[TensorExpr] PyBinds: improve QoL of pybind users. (#64886)

Summary: Pull Request resolved: https://github.com/pytorch/pytorch/pull/64886 Bind methods for implicit conversions and constructors to avoid boilerplate code. Differential Revision: D30889193 D30889193 Test Plan: Imported from OSS Reviewed By: jbschlosser Pulled By: ZolotukhinM fbshipit-source-id: 137c0c98f7f1576e1bb97c8de8a900b28407a30e
2025-10-20 21:14:14 +08:00 · 2021-09-14 00:19:57 -07:00
parent caaa6efc1a
commit 199031c48e
2 changed files with 78 additions and 42 deletions
--- a/test/test_tensorexpr_pybind.py
+++ b/test/test_tensorexpr_pybind.py
@ -9,15 +9,14 @@ import unittest
 LLVM_ENABLED = torch._C._llvm_enabled()


-def construct_adder(n: int, dtype=te.Dtype.Float):
-    dN = te.ExprHandle.int(n)
-    A = te.Placeholder('A', dtype, [dN])
-    B = te.Placeholder('B', dtype, [dN])
+def construct_adder(n: int, dtype=torch.float32):
+    A = te.BufHandle('A', [n], dtype)
+    B = te.BufHandle('B', [n], dtype)

    def compute(i):
        return A.load([i]) + B.load([i])

-    C = te.Compute('C', [te.DimArg(dN, 'i')], compute)
+    C = te.Compute('C', [n], compute)

    loopnest = te.LoopNest([C])
    loopnest.prepare_for_codegen()
@ -50,17 +49,15 @@ class TestTensorExprPyBind(JitTestCase):
    def test_external_calls(self):
        dtype = torch.float32

-        ONE = te.ExprHandle.int(1)
-        FOUR = te.ExprHandle.int(4)
-        A = te.BufHandle('A', [ONE, FOUR], dtype)
-        B = te.BufHandle('B', [FOUR, ONE], dtype)
-        C = te.BufHandle('C', [ONE, ONE], dtype)
+        A = te.BufHandle('A', [1, 4], dtype)
+        B = te.BufHandle('B', [4, 1], dtype)
+        C = te.BufHandle('C', [1, 1], dtype)

        s = te.ExternalCall(C, "nnc_aten_matmul", [A, B], [])

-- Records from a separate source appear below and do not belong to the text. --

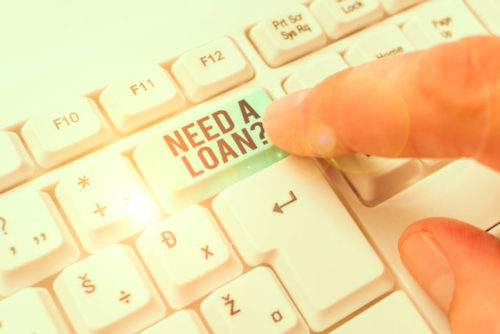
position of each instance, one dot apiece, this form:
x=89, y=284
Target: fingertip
x=284, y=123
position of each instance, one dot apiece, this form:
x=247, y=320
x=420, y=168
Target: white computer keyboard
x=156, y=204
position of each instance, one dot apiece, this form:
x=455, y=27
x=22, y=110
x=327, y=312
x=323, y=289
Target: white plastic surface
x=375, y=179
x=489, y=12
x=109, y=293
x=31, y=310
x=395, y=314
x=378, y=43
x=188, y=256
x=339, y=18
x=143, y=96
x=211, y=69
x=314, y=71
x=16, y=164
x=288, y=217
x=106, y=201
x=34, y=242
x=69, y=128
x=253, y=303
x=287, y=35
x=182, y=322
x=442, y=21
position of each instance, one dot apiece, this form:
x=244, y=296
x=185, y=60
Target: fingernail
x=427, y=263
x=321, y=140
x=285, y=104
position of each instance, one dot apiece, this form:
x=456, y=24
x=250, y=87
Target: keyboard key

        loopnest = te.LoopNest(s, [C])
        loopnest.prepare_for_codegen()
-        codegen = te.construct_codegen('ir_eval', s, [te.BufferArg(x) for x in [A, B, C]])
+        codegen = te.construct_codegen('ir_eval', s, [A, B, C])

        tA = torch.ones(1, 4)
        tB = torch.ones(4, 1)
@ -97,11 +94,8 @@ class TestTensorExprPyBind(JitTestCase):
        test_with_shape(31)

    def test_dtype_error(self):
-        one = te.ExprHandle.int(1)
-        te.Placeholder([one], torch.float32)  # ok
-        te.Placeholder([one])  # ok
-        self.assertRaises(TypeError,
-                          lambda: te.Placeholder([one], "float55"))
+        te.BufHandle('a', [1], torch.float32)  # ok
+        self.assertRaises(TypeError, lambda: te.BufHandle('a', [1], "float55"))

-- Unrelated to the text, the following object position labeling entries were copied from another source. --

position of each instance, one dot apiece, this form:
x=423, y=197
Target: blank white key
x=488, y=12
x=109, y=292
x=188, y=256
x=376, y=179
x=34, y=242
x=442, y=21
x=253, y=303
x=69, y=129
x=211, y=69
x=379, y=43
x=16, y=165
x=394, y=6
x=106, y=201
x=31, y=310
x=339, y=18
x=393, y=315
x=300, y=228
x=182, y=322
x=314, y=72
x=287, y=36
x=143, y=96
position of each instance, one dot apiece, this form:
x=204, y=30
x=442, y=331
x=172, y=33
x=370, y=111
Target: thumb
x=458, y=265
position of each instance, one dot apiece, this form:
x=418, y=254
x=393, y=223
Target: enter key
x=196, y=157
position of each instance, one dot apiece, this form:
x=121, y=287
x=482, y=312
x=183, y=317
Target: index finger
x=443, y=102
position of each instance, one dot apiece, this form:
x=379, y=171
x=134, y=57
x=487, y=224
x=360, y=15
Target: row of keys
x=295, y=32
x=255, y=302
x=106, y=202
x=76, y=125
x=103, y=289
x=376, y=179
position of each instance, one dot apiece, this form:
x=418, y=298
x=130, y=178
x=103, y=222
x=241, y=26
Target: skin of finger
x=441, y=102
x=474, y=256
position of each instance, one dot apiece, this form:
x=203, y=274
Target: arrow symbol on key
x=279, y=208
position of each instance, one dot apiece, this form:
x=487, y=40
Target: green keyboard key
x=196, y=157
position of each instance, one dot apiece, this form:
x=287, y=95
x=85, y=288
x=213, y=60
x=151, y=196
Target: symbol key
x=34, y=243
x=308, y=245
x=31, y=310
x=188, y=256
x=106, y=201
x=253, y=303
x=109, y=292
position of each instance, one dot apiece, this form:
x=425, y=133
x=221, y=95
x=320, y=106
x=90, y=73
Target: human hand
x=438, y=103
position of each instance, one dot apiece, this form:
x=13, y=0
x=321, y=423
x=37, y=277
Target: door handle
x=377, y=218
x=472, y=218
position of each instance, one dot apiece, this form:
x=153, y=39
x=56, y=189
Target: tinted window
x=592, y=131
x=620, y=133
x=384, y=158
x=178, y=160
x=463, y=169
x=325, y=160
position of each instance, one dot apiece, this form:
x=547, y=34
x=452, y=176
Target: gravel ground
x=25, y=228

    @unittest.skipIf(not LLVM_ENABLED, "LLVM backend not enabled")
    def test_kernel_with_tensor_inputs(self):
@ -124,7 +118,7 @@ graph(%a.1 : Float(4, 4, strides=[4, 1], requires_grad=0, device=cpu),
        """
        graph = torch._C.parse_ir(graph_str)

-        kernel = torch._C._te.TensorExprKernel(graph)
+        kernel = te.TensorExprKernel(graph)
        res1 = kernel.run((x, y, z))
        res2 = kernel.fallback((x, y, z))
        correct = f(x, y, z)
@ -151,7 +145,7 @@ graph(%a.1 : Float(requires_grad=0, device=cpu),
        """
        graph = torch._C.parse_ir(graph_str)

-        kernel = torch._C._te.TensorExprKernel(graph)
+        kernel = te.TensorExprKernel(graph)
        res1 = kernel.run((x, y, z))
        res2 = kernel.fallback((x, y, z))
        correct = f(x, y, z)
@ -173,7 +167,7 @@ graph(%a : Tensor, %b : Tensor):

        exception_thrown = False
        try:
-            kernel = torch._C._te.TensorExprKernel(graph)
+            kernel = te.TensorExprKernel(graph)
        except RuntimeError:
            # Graph doesn't have shape info for inputs => compilation should
            # fail
@ -187,7 +181,7 @@ graph(%a : Tensor, %b : Tensor):
        torch._C._jit_pass_propagate_shapes_on_graph(graph)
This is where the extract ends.